In our aforementioned experiment, the signal sampling frequency was fixed and set at 1 GHz. These settings of the sampling frequency, along with the signal bandwidth and pulse width, primarily affect the length of the simulated one-dimensional signal. Specifically, the sampling frequency determines the number of samples per unit time, the bandwidth affects the frequency range of the signal, and the pulse width influences the sampling duration of the signal. These factors, together, lead to variations in signal length and the degree of similarity between signals of different classes within the dataset. In Section 3.1, we described how we adjusted the degree of similarity between the types of signals by changing the pulse width and bandwidth, generating nine different types of radar individual signals. Therefore, in this section, we mainly discuss the impact of the sampling rate on our method and enrich and supplement the original dataset accordingly.
According to the Nyquist low-pass sampling theorem, the sampling frequency must be at least twice the signal bandwidth. However, to ensure that the subtle individual characteristics of the signal are as detailedly described and preserved as much as possible during the sampling process, we adjusted the sampling rates to three levels: low, medium, and high, which are 500 MHz, 1 GHz, and 2 GHz, respectively.

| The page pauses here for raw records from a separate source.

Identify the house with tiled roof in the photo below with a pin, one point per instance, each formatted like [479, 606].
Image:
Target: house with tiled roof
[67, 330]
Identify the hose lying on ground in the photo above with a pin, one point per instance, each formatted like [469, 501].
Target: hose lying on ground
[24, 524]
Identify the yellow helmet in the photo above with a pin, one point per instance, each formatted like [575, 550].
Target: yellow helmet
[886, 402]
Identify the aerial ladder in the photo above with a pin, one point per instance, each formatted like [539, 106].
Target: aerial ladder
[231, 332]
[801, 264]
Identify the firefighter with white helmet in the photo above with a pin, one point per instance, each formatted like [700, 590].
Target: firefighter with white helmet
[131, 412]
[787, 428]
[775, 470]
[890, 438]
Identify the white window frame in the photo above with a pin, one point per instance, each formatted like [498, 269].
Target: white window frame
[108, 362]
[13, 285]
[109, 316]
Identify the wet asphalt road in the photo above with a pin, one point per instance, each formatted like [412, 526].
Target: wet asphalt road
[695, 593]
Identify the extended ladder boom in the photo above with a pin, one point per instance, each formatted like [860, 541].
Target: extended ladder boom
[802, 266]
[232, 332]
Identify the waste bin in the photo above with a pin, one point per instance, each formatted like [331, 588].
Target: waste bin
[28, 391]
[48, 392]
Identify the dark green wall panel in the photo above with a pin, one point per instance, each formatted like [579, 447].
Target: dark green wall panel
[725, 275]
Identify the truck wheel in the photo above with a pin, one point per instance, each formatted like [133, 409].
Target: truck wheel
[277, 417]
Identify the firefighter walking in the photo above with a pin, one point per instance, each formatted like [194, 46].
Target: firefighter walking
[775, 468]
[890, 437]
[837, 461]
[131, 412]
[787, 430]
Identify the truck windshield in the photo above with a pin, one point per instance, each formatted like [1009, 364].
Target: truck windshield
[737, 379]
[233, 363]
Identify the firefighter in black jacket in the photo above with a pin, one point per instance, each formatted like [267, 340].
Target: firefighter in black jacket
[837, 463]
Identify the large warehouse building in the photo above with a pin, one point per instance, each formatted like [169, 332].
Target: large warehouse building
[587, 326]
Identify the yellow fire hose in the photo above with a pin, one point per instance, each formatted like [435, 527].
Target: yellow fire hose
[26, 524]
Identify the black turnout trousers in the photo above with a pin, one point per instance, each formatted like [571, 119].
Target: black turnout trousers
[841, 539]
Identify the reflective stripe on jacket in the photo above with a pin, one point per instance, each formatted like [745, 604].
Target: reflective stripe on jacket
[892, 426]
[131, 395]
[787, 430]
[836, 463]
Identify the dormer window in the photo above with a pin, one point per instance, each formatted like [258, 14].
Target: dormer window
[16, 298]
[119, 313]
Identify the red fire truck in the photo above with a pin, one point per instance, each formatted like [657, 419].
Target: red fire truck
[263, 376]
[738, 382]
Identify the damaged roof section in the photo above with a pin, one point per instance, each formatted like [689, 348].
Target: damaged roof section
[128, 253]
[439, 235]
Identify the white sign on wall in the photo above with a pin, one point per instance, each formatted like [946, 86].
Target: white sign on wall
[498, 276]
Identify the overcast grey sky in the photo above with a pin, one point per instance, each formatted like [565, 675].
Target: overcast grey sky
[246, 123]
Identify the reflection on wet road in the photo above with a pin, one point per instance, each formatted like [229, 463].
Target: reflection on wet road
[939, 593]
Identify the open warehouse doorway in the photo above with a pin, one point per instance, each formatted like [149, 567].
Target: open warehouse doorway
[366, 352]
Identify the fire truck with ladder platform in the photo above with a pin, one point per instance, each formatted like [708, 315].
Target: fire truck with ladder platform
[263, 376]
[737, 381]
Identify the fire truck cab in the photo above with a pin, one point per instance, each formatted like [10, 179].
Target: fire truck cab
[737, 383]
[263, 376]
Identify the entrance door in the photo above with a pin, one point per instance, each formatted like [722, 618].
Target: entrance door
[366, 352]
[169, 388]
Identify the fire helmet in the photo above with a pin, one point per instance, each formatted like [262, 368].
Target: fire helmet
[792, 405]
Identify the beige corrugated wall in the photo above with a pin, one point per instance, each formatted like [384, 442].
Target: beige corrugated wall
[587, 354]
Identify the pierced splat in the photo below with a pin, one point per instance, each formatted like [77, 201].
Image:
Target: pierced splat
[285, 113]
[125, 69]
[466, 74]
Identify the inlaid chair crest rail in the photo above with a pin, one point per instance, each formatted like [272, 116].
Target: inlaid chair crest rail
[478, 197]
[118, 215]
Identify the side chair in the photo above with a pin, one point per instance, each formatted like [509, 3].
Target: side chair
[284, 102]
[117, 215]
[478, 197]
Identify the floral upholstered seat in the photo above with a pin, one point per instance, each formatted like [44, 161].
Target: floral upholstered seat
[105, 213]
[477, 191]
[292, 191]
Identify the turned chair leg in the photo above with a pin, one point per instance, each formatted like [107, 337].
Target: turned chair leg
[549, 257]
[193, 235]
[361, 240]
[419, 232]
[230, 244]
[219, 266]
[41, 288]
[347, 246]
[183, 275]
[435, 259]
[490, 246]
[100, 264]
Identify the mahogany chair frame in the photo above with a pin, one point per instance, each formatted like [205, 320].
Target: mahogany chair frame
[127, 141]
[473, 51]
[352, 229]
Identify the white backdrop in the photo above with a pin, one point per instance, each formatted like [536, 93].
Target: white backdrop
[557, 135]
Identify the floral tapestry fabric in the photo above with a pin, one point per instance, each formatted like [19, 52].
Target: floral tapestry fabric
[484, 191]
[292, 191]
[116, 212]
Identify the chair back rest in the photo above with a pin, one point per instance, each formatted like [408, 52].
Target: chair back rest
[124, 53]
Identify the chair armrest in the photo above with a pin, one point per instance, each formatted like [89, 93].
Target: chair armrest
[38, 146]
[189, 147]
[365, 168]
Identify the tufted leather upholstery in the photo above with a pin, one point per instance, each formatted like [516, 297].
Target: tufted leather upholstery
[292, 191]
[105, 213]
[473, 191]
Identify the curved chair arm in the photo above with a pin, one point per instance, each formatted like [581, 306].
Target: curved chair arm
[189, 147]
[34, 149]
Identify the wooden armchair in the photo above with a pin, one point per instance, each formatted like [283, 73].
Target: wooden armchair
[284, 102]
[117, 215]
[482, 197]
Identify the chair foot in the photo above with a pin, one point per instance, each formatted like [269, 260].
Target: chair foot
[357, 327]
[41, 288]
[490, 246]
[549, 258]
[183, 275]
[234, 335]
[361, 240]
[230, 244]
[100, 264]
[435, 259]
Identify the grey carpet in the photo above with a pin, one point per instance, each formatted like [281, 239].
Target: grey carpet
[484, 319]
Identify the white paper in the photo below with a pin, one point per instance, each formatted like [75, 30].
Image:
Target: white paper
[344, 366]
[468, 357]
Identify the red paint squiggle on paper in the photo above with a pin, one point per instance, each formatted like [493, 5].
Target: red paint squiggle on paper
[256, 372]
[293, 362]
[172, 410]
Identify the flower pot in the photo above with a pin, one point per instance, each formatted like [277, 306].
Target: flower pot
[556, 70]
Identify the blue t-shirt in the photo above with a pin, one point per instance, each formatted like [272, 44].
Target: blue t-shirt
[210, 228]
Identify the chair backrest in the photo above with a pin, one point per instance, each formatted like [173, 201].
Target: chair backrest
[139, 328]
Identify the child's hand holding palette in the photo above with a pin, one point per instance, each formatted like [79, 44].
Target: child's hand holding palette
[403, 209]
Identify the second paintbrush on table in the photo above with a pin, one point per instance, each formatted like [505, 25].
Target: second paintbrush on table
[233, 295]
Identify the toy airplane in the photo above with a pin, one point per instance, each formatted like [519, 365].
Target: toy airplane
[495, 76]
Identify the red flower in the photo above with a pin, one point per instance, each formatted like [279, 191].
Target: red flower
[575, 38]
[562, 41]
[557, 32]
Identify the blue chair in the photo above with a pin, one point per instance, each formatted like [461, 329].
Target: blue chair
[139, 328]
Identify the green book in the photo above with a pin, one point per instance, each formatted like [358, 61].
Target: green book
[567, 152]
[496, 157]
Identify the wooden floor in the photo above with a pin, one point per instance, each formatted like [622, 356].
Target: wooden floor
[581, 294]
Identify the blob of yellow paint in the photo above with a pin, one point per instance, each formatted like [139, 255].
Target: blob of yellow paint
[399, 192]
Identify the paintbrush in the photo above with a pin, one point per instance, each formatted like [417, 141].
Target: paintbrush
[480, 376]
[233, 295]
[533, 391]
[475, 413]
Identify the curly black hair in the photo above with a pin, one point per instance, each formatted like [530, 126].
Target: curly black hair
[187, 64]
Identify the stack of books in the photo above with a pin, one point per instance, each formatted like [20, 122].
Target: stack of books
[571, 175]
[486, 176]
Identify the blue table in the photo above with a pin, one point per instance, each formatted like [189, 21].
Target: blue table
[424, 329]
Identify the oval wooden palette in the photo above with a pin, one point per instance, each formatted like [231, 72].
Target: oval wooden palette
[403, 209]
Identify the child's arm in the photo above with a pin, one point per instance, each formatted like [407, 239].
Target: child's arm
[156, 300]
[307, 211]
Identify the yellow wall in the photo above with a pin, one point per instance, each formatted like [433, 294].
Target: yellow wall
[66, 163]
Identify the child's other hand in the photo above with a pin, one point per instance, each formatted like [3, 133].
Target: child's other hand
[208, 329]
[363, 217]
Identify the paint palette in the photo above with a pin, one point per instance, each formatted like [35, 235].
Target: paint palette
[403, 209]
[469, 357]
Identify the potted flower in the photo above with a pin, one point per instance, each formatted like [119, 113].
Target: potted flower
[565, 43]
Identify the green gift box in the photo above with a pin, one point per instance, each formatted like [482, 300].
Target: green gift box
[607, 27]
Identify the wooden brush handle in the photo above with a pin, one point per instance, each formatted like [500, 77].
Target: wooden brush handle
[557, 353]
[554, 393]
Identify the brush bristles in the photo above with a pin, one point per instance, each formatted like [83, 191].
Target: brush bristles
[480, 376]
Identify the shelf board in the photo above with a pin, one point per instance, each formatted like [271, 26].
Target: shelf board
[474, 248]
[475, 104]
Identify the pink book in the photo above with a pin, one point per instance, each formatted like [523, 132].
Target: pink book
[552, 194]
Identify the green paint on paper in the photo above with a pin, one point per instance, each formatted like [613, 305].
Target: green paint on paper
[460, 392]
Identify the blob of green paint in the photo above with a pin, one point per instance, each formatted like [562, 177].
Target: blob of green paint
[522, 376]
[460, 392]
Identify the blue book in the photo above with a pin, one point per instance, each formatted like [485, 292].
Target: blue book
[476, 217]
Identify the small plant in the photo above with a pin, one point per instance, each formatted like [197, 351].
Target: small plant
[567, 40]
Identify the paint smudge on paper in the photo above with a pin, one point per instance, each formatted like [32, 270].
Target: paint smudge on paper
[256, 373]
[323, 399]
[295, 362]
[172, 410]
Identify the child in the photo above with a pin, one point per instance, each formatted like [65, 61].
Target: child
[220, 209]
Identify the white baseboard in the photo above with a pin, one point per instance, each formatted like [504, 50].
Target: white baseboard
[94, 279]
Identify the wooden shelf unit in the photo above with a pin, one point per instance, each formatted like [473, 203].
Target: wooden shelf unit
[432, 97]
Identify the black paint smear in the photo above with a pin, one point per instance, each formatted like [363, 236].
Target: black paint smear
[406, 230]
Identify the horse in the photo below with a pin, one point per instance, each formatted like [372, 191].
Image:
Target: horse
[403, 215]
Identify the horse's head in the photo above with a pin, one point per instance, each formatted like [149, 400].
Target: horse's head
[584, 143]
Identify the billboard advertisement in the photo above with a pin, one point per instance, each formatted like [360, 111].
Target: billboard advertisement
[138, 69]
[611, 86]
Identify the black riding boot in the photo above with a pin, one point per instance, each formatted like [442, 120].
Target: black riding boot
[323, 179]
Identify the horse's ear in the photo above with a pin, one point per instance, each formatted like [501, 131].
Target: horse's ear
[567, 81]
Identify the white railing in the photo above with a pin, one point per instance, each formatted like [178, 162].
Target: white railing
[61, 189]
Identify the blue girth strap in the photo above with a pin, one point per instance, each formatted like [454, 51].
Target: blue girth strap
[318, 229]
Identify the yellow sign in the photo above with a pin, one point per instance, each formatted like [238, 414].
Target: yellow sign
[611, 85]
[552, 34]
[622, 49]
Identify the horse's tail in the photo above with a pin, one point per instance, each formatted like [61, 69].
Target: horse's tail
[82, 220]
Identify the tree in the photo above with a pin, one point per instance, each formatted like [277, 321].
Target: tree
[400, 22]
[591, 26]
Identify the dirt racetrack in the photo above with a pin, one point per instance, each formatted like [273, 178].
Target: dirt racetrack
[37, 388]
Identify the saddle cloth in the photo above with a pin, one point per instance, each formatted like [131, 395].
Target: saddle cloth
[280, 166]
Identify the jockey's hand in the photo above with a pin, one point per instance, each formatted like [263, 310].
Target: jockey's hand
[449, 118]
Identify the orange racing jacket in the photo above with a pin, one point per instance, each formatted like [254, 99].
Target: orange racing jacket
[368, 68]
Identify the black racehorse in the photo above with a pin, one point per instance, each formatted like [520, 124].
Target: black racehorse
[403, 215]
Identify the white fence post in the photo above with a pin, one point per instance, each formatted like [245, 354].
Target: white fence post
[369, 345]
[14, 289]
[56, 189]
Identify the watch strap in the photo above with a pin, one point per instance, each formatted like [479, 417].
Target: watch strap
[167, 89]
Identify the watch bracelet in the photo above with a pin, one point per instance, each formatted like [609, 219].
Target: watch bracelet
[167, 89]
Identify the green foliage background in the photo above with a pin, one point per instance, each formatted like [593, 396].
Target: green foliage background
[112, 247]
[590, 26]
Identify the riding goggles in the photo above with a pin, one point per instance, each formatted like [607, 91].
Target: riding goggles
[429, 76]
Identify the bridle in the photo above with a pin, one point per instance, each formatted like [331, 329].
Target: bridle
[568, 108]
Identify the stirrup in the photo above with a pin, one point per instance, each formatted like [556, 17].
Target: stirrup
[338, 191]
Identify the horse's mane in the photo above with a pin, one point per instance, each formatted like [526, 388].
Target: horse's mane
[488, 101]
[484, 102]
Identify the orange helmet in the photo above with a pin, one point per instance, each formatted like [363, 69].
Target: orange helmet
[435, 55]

We validated the generalization performance of this method under different sampling rates using the −5 dB dataset as a representative, as shown in Table 9.
We concluded that, with other parameters remaining constant, changing the sampling rate, which alters the data length, indeed impacts the network’s recognition performance, but the overall effect is minimal. This demonstrates that the method we proposed exhibits a certain degree of robustness on datasets of varying lengths.

5. Conclusions

To address the problem of the poor classification accuracy of radar individual signal characteristics within low-SNR conditions, where the single-dimensional radar individual signal features are severely affected by noise, we propose the ALSDBFF for radar individual signal classification. We designed a dual-branch network structure to extract features from one-dimensional IF data and two-dimensional time–frequency images and assign the weights of the features, fusing them into an enhanced joint feature for continued training. Additionally, we introduced the Adaptive L-Softmax method (ALS) to replace the original Softmax, which adaptively calculates the classification margin decision parameter based on the angle between samples and the classification boundary and adjusts the margin values of the sample classification boundaries; it reduces the intra-class distance for the same class while increasing the inter-class distance between different classes without the need for cumbersome experiments to determine the optimal value of decision parameter.
The experimental results demonstrate that relative to other baseline approaches, the proposed method significantly improves the model’s ability to extract features and classify data under low-SNR conditions, effectively mitigating the influence of noise. Compared to models using only single-dimensional features (1D-CNN, 2D-ResNet), the network structure utilizing dual-branch feature fusion achieves an average classification accuracy rate improvement of 9.7%. Further experimental investigation into the effects of ALS indicates that employing L-Softmax aids the model in enlarging the distance between different classes, thus diminishing the likelihood of misclassification among similar categories. Compared to Softmax, the average classification accuracy rate improved by 1.04%, and the accuracy rate was further enhanced by 1.84% when using the attention mechanism with L-Softmax compared to L-Softmax alone. However, we also recognize the shortcomings of our method. Firstly, although the dual-branch network structure improves the network’s classification accuracy rate and stability, it somewhat sacrifices training speed. Meanwhile, the L-Softmax makes the model more difficult to converge during training, requiring a greater time investment. Secondly, the auxiliary branch’s ResNet network structure is prone to overfitting, posing challenges in enhancing the model’s validation set accuracy throughout the training process.
In future work, we hope to continue improving this method, enhancing network training efficiency, reducing training time costs, and reducing overfitting through designing or improving loss function methods. Meanwhile, we plan to collect real-world data to further refine our model to ensure its robustness and reliability in real-world applications.

Author Contributions

Conceptualization, Z.J. and P.L.; data curation, Z.J.; formal analysis, Z.J. and P.L.; investigation, Z.J., E.Y. and Y.C.; methodology, Z.J. and P.L.; resources, P.L., B.W. and Y.G.; software, Z.J.; supervision, P.L., B.W. and Y.G.; validation, Z.J.; writing—original draft, Z.J.; writing—review and editing, Z.J. All authors have read and agreed to the published version of the manuscript.

Funding

This research was funded by the Science and Technology on Electronic Information Control Laboratory. Funding number: JS20230100020.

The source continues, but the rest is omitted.